Wheeler scored at 6:55 to make it 3-0 after a neutral zone breakdown, converting Connor's pass, and Connor scored at 7:45 to make it 4-0, a deflection off Jacob Trouba's point shot.
"We kind of beat ourselves there," Pietrangelo said. "Yeah, we gave up the shorthanded goal, but it's the ones after that that we have to grab control of. I thought we were good up to that point. We had a lot of really good looks, especially on the power play. When you're not capitalizing, can't make those kinds of mistakes."
Hellebuyck helped maintain Winnipeg's 1-0 lead when he robbed Blues forward Alexander Steen seconds before Lowry's goal; he also made a lunging blocker save on O'Reilly in the second period.
"For myself, on the power play, if we score there, it changes the game," O'Reilly said. "We break them a bit and things open up. He was getting lots of shots and he was feeling it. It was tough to crack him. It happens some nights, but we've got to push through it to find a way to put it in.
"It was an unbelievable pass by 'Vladi' and I didn't think he'd be there. I was just trying to get it as quick as possible into the net and [Hellebuyck] was across and makes a big save and took a little wind of the sails there. They played well and they stuck with their game and we've got to go back to work tomorrow."

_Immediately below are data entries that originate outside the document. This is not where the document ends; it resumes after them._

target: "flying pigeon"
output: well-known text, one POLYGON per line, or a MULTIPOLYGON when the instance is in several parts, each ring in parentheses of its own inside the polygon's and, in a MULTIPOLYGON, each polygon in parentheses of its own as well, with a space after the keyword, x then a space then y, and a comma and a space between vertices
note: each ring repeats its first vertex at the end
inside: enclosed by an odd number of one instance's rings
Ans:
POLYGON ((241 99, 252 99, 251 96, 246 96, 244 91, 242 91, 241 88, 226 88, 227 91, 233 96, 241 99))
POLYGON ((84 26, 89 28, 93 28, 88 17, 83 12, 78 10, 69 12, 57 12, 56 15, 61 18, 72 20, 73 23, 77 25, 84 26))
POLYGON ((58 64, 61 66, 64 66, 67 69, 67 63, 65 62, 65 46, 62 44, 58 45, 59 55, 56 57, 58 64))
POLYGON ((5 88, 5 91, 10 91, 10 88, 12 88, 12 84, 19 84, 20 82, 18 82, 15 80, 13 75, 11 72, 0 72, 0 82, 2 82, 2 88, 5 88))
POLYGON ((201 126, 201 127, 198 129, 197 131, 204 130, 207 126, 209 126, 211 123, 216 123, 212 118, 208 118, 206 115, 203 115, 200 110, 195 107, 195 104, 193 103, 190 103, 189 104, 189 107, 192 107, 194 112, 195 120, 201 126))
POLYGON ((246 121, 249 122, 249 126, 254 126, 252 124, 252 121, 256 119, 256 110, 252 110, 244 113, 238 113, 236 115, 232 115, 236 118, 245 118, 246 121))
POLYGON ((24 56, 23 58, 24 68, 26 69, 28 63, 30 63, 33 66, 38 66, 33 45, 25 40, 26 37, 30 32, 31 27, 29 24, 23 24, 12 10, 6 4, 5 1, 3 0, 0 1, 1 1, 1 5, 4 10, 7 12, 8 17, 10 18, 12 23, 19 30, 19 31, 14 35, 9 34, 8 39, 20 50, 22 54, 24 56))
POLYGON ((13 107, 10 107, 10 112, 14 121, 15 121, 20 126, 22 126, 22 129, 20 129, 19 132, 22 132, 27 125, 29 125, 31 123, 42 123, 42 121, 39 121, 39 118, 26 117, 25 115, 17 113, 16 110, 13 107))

On the other hand, Allen, who made 20 saves, played well himself and then the wheels came off. Not on him necessarily but the team when the Jets hit the Blues with their flurry.
"It changed quick," Allen said. "We let them capitalize on the chances, a quick-strike team. I needed to keep one of those out of the net so we could get some momentum.
"I thought we put a lot of pressure on them to be honest. ... We just let them have some chances and that's how they capitalized. I've got to make one of those saves to try and keep us in the game and at least give us a chance."
Tanev made it 5-0 at 11:05, Winnipeg's fourth goal on five shots, on Allen's only blip, a soft backhand shot that caromed off him and just over the goal line despite the effort of rookie Robert Thomas' effort to keep it out.
Vince Dunn ended Hellebuyck's shutout by scoring with 5:50 left to make it 5-1.
Along with Thomas, Jordan Kyrou made his NHL debut. Neither factored into the scoring, but Thomas' line with Ivan Barbashev and Sammy Blais generated some chances with sustained zone time off some quality shifts.
|(St. Louis Blues photo)|
Blues left wing Alexander Steen (20) fires one of 42 shots on Jets goalie
Connor Hellebuyck during a 5-1 Winnipeg win in the season opener.
"I think it was a good learning experience for them," Yeo said. "As far as a difficult game and making sure you keep your head in it, there's a couple teaching points that we'll make sure we keep showing them and keep working with them. As a coach for me, I thought they did what we were asking them to do."
One issue the Blues really need to clean up is their defensive zone exits, which Winnipeg seemed to disrupt with its forecheck. But the Blues simply need much better zone breakouts.
"Yeah, they have to be," Yeo said. "Passing in general has to be better. It's a tough game if you're just chasing the whole time. You have to bear down, you have to put pucks on the tape and whether that's a d-man going back and executing and making plays under pressure or that's the wingers making plays off the wall, we have our low forward a lot going back and making retrievals. I think that's an area we have to be better, no question. We can't just throw the pucks to areas and hope that something good is going to come out of it. We have to make sure that we have a purpose in what we're doing and moving the puck, how we're moving it and take pride in those little plays. That's what win hockey games."